Sharp has developed a new process to make color LCD displays that eliminates the old constraint that the display has to have four flat sides. These new displays only require one flat side, and everything else can be as curvy or jagged as the designer wants.
Technically, there's nothing wrong with rectangular dash instruments, but years of tradition and a good dose of skeuomorphism mean that car dashboard designers have been fighting for years to force non-rectangular shapes onto devoutly rectilinear screens. The result has usually been a lot of masked-off areas and wasted space, which I personally think could be put to good use.
It's funny, but when I wrote that article up there I was pretty sure no LCD company would bother trying to develop non-rectangular LCDs. Boy was I wrong. I underestimated both the importance of the automotive market to LCD manufacturers (think about how many more screens they can get us to buy once we decided that every car has to have them) and the intensity of longing of designers for non-rectangular screens.
The examples Sharp is showing are clearly targeted at the automotive sector, with three round gauges shaping the screen, or a nice gradual arc for the instrument binnacle, or holes in the screen to accommodate knobs and buttons.
They're accomplishing this by moving the minuscule pixel-driver chips from the edges of the screen to spaces between the pixels.
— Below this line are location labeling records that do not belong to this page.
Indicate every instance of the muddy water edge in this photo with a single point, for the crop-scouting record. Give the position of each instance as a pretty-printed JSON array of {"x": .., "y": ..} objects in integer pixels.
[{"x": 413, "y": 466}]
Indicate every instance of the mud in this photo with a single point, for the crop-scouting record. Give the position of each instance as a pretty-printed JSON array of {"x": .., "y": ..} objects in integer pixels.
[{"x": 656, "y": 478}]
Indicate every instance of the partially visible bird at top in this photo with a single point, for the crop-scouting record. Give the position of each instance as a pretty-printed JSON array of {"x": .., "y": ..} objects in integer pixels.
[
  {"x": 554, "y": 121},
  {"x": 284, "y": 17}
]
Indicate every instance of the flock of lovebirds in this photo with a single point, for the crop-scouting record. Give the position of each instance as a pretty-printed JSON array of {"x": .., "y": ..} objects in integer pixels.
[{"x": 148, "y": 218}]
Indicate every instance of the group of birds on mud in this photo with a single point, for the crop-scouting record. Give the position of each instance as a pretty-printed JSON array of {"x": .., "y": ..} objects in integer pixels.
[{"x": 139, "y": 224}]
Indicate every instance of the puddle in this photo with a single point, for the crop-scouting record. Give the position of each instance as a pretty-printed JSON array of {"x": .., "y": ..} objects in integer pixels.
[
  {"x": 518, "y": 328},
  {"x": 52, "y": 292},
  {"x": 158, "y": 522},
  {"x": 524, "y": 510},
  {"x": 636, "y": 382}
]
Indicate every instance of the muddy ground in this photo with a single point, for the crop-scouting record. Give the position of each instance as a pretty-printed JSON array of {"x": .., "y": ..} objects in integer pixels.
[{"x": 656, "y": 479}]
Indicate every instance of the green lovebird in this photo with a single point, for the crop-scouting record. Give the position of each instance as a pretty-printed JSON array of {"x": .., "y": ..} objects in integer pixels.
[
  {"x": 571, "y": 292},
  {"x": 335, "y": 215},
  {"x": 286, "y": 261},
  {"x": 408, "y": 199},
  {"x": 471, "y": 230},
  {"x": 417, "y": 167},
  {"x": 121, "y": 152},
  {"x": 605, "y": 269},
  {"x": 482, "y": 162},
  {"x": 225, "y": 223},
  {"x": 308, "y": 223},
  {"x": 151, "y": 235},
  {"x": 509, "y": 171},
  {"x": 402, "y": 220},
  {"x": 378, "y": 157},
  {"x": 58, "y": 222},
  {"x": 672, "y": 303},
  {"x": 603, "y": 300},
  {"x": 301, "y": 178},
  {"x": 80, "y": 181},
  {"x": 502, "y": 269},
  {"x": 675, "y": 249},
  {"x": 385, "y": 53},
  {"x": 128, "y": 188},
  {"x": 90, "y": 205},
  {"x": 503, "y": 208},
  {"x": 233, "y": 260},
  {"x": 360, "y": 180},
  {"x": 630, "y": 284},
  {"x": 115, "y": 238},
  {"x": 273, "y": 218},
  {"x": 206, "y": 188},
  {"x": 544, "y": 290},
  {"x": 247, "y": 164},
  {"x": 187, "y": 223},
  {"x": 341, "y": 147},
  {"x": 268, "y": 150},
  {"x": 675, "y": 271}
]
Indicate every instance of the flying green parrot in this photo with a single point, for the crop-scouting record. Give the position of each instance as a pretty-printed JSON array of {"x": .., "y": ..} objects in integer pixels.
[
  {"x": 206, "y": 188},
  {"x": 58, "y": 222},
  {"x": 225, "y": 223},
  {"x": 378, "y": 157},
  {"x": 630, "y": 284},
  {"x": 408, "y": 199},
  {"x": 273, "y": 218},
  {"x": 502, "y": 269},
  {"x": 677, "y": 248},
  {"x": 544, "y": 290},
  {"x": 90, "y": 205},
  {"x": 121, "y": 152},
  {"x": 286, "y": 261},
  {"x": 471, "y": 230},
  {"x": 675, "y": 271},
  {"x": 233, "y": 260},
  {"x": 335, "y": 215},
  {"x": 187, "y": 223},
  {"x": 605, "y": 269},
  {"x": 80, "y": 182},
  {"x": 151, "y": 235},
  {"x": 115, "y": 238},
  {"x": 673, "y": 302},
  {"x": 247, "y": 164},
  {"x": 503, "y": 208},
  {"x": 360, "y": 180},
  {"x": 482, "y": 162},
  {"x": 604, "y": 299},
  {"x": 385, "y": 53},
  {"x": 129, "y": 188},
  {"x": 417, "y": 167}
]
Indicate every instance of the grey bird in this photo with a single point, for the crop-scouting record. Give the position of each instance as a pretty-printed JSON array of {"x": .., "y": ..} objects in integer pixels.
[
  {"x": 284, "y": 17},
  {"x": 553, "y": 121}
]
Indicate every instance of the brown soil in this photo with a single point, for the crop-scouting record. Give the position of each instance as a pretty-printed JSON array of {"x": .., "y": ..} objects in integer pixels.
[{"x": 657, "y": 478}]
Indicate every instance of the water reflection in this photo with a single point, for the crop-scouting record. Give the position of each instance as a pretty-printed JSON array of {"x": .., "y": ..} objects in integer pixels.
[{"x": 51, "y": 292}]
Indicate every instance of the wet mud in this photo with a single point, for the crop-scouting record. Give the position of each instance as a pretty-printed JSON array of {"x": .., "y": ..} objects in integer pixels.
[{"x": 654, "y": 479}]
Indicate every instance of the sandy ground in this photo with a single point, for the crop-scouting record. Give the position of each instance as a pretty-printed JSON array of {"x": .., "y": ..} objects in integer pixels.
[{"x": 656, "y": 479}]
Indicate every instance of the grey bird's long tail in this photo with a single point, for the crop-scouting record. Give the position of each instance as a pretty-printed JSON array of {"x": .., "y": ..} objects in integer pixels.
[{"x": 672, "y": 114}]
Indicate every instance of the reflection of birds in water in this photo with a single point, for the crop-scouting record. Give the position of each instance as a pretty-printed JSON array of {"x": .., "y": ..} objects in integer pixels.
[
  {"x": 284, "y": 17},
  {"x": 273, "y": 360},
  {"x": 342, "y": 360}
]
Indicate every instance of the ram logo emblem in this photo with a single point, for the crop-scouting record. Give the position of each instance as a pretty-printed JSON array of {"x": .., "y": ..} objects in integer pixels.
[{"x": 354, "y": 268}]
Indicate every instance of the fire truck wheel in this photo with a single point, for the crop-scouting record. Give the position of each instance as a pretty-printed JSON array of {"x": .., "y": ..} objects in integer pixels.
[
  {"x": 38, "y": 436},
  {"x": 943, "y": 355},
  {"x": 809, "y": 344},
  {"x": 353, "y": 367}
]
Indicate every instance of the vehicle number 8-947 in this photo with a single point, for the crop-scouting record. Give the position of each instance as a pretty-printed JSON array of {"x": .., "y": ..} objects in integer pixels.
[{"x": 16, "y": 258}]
I'm not certain yet if this will affect dot pitch or not, but from the images we're seeing from Sharp's booth at Japan's Ceatac expo, it doesn't look like it. An added benefit is that the pixels can now almost reach the edges of the screen nearly eliminating any bezel area.
These will initially cost a premium I'm sure, but that price will come down, and this tech will trickle down from the premiums into lower segments, just as we've seen with conventional LCDs previously.
I'm more excited about the idea of having multiple sizes of round screens to replace gauges on vintage cars, with software tools to both emulate the look of the original gauges or design your own gauge faces. That would be awesome.